Photo: Liz Brown

Society of Broken Souls Go “A Hundred Miles” with Latest Single (premiere)

Society of Broken Souls' latest folk tune paints a captivating picture of western noir.

Dennis James and Lauryn Shapter are
Society of Broken Souls. 2016 saw fans’ first taste of the duo with the release of their full-length debut, Things Still Left Unsaid, and their often profound folk noir has just kept on chugging from there. Integrating a bevy of instruments into their music between just the two of them, their take on roots is the type of dusty, darkly, and naturalistic folk that one might inherently associate with the American West. Between their vocals, fiddles, guitars, drums, bass, and keyboards, they have plenty at their disposal to paint a convincingly windswept picture with their sound.

Such is the case with
Society of Broken Souls’ latest single, “A Hundred Miles”. The song is a plaintive number with a tinge of mystery, ruminating over a melange of western imagery across its nearly six minutes of atmospheric display. It’s from off of the duo’s forthcoming album, Midnight and the Pale, set to be released on 13 April.

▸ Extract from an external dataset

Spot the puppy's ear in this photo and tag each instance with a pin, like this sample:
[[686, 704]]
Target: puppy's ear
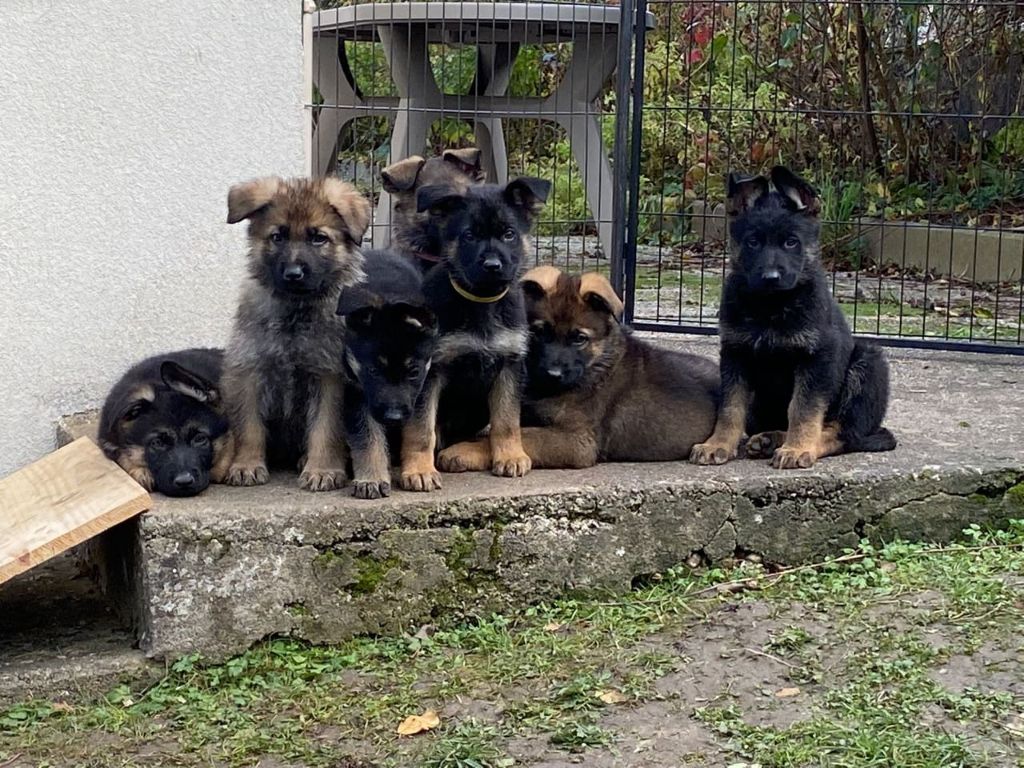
[[349, 204], [440, 200], [799, 193], [743, 192], [528, 195], [190, 384], [356, 298], [467, 161], [401, 176], [598, 293], [540, 282], [247, 199]]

James and Shapter had much to say about the song in a Q&A with PopMatters:

What is the story behind this song? Did something specific inspire its creation?

Dennis: It’s something of a changeling. I was binge watching the first two seasons of Hell on Wheels when I first started this song and found myself completely enthralled with the storyline, the writing, the music — everything. I had this sonic image of the sun beating down with no cover for shade and this sense of isolation and journey. Initially, the song had a different arch to it and was more a narrative on revenge which I’m sure was from the show. However, it never quite came together that way and later wandered into more of an intimate meditation where the narrator confronts some personal demons.

Any fun stories about how this song came together in the recording process?

Dennis: Oddly enough, yes. Lauryn had the idea to add the harmonica part and when we were arranging it, our dog Maisie took a keen interest in the harmonica and we managed to capture some of it on video.

Lauryn: While I don’t think we set out to record the song without any electric instruments, once we realized it was leaning that direction, we decided to keep it that way. We started out years ago as a completely acoustic duo — no pickups, no electric anything, just two instruments and two voices. It’s been awhile since we’ve recorded that way, now that we integrate bass and electric guitar, so it was fun to revisit a purely acoustic sound, and to know that the song can still have a lot of bite and intensity while we’re at it.

Do you have a favorite lyric line or two from the song? Which one(s) and why do they really resonate for you?

Dennis: Songs usually come to me when I’m quiet. When I’m not trying to steer them but rather let them tell me where they’re going to go. However, I have a thing for corvids – ravens, magpies, crows – and I felt strongly that they should appear in this song. So, I found a way to work them in:

Sing the song of the corvidae while the road gives up her bones
One for sorrow and two for joy

On hallowed ground I raise my voice

Lauryn: Dennis seems to have such a gift with imagery, it’s hard for me to pick a favorite line. But since I possess some strange love of having my heart broken open, I have to say “A fevered night of fitful sleep lying next to your ghost/The song of you it strips me clean and burns these earthbound clothes” would be the clincher for me. There’s just such a profound sense of longing and loss in those lines.

You two tour a lot and go from town to town in an RV. What is your favorite place 100 miles from home?

Lauryn: We live in a small town in the middle of nowhere and 100 miles in most directions is also the middle of nowhere. But if we’re talking a hundred miles as the crow flies, well then the area outside of Dubuque, Iowa is easily one of the most beautiful parts of the country. It’s part of the Driftless Area that covers Northeast Iowa, Northwest Illinois, Southeast Minnesota, and Southwest Wisconsin. It’s called that because the area was never glaciated; the terrain is more rugged because there is a lack of glacial deposits. We’re not sure we understand the geology behind it, but we do know we adore that part of the country. It’s truly stunning.